5. Die Erhebung einer Sonderabgabe setzt eine spezifische Beziehung (Sachnähe) zwischen Abgabepflichtigen und mit der Abgabenerhebung verfolgtem Zweck voraus. Die mit der Abgabe belastete Personengruppe muß dem verfolgten Zweck evident näher stehen als jede andere Personengruppe oder die Allgemeinheit der Steuerzahler.

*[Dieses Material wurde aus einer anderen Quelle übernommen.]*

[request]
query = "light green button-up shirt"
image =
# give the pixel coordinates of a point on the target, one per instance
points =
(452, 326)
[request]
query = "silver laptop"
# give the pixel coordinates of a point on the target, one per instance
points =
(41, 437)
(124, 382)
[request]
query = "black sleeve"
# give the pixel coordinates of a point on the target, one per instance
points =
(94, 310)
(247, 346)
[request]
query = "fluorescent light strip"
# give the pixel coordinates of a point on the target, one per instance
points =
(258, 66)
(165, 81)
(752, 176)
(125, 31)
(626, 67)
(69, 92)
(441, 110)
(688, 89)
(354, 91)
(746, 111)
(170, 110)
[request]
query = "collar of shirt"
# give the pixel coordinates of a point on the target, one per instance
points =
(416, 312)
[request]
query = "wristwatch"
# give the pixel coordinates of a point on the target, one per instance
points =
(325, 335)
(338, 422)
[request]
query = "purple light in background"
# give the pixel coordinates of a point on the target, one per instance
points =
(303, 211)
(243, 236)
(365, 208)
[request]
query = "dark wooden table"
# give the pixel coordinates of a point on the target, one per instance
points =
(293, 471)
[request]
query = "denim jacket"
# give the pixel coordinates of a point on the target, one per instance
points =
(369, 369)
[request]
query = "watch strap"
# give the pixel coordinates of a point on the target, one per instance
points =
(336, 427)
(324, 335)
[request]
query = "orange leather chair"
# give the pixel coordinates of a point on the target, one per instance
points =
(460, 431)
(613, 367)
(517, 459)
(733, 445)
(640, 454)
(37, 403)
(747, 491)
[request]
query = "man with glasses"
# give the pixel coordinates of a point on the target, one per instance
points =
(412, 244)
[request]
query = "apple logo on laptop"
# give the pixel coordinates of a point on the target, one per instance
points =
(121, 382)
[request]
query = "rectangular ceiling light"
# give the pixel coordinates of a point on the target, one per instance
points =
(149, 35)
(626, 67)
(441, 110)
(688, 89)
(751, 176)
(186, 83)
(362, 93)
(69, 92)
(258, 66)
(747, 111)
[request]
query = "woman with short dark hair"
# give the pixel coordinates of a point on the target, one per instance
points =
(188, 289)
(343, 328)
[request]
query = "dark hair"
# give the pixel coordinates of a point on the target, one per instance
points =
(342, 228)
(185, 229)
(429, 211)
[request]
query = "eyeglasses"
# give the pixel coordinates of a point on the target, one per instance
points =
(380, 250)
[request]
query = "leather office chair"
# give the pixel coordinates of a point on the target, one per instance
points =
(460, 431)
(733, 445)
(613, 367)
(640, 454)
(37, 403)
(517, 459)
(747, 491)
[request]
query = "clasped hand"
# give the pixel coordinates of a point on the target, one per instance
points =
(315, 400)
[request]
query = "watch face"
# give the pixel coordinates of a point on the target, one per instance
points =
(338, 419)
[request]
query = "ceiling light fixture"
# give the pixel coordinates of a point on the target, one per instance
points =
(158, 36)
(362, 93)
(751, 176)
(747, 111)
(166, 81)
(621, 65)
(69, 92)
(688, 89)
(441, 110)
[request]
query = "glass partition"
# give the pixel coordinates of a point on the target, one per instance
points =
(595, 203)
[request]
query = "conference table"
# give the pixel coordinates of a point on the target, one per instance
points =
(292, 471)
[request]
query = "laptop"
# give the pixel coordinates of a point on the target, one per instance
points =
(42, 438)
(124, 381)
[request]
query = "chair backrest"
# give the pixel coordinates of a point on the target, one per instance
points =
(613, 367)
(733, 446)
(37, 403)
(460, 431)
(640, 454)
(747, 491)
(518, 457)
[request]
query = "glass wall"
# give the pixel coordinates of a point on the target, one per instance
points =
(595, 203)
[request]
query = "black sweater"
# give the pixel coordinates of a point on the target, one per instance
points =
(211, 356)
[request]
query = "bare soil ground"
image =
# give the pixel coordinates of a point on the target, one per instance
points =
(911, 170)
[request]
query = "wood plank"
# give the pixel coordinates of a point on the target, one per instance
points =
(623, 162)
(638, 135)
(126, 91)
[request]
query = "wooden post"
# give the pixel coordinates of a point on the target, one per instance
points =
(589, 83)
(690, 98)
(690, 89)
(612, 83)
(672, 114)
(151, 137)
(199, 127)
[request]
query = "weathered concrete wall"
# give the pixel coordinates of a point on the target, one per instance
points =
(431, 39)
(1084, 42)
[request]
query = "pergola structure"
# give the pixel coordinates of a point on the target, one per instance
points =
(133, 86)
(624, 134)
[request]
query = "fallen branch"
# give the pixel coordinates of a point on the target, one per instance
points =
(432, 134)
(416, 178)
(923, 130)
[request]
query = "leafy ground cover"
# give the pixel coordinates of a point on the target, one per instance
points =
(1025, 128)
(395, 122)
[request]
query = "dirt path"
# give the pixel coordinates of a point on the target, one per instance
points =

6. Die außerordentliche Belastung von Angehörigen einer Gruppe setzt voraus, daß zwischen Belastungen und Begünstigungen, die die Sonderabgabe bewirkt, eine sachgerechte Verknüpfung besteht. Das ist der Fall, wenn das Abgabenaufkommen im Interesse der Gruppe des Abgabepflichtigen ( "gruppennützig") verwendet wird.
7. Als außersteuerliche Geldleistungspflicht der Angehörigen einzelner Gruppen stößt die Sonderabgabe auf enge kompetenzrechtliche Grenzen. Sie kann als zusätzliche Belastung einzelner nur erhoben werden, wenn sie sich auf einen besonderen Zurechnungsgrund stützen läßt, der vor dem Grundsatz der bundesstaatlichen Finanzverfassung und vor dem Gebot der Gleichheit aller Bürger vor den öffentlichen Lasten Bestand hat.
8. Sonderabgaben dürfen nicht zur Erzielung von Einnahmen für den allgemeinen Finanzbedarf eines öffentlichen Gemeinwesens erhoben und ihr Aufkommen darf nicht zur Finanzierung allgemeiner Steueraufgaben verwendet werden. Die konkrete haushaltsmäßige Behandlung einer Abgabe hat keine konstitutive Bedeutung für ihre verfahrensrechtliche Qualifizierung als Sonderabgabe oder Steuer.
9. Die Bewahrung der bundesstaatlichen Ordnungs- und Ausgleichsfunktion macht es unabdingbar, Steuern und außersteuerliche Abgaben eindeutig abzugrenzen. Entscheidend für die Qualifizierung einer Abgabe als Sonderabgabe ist ihr materieller Gehalt. Es kommt nicht darauf an, wie das Abgabengesetz selbst eine öffentlich-rechtliche Abgabe klassifiziert.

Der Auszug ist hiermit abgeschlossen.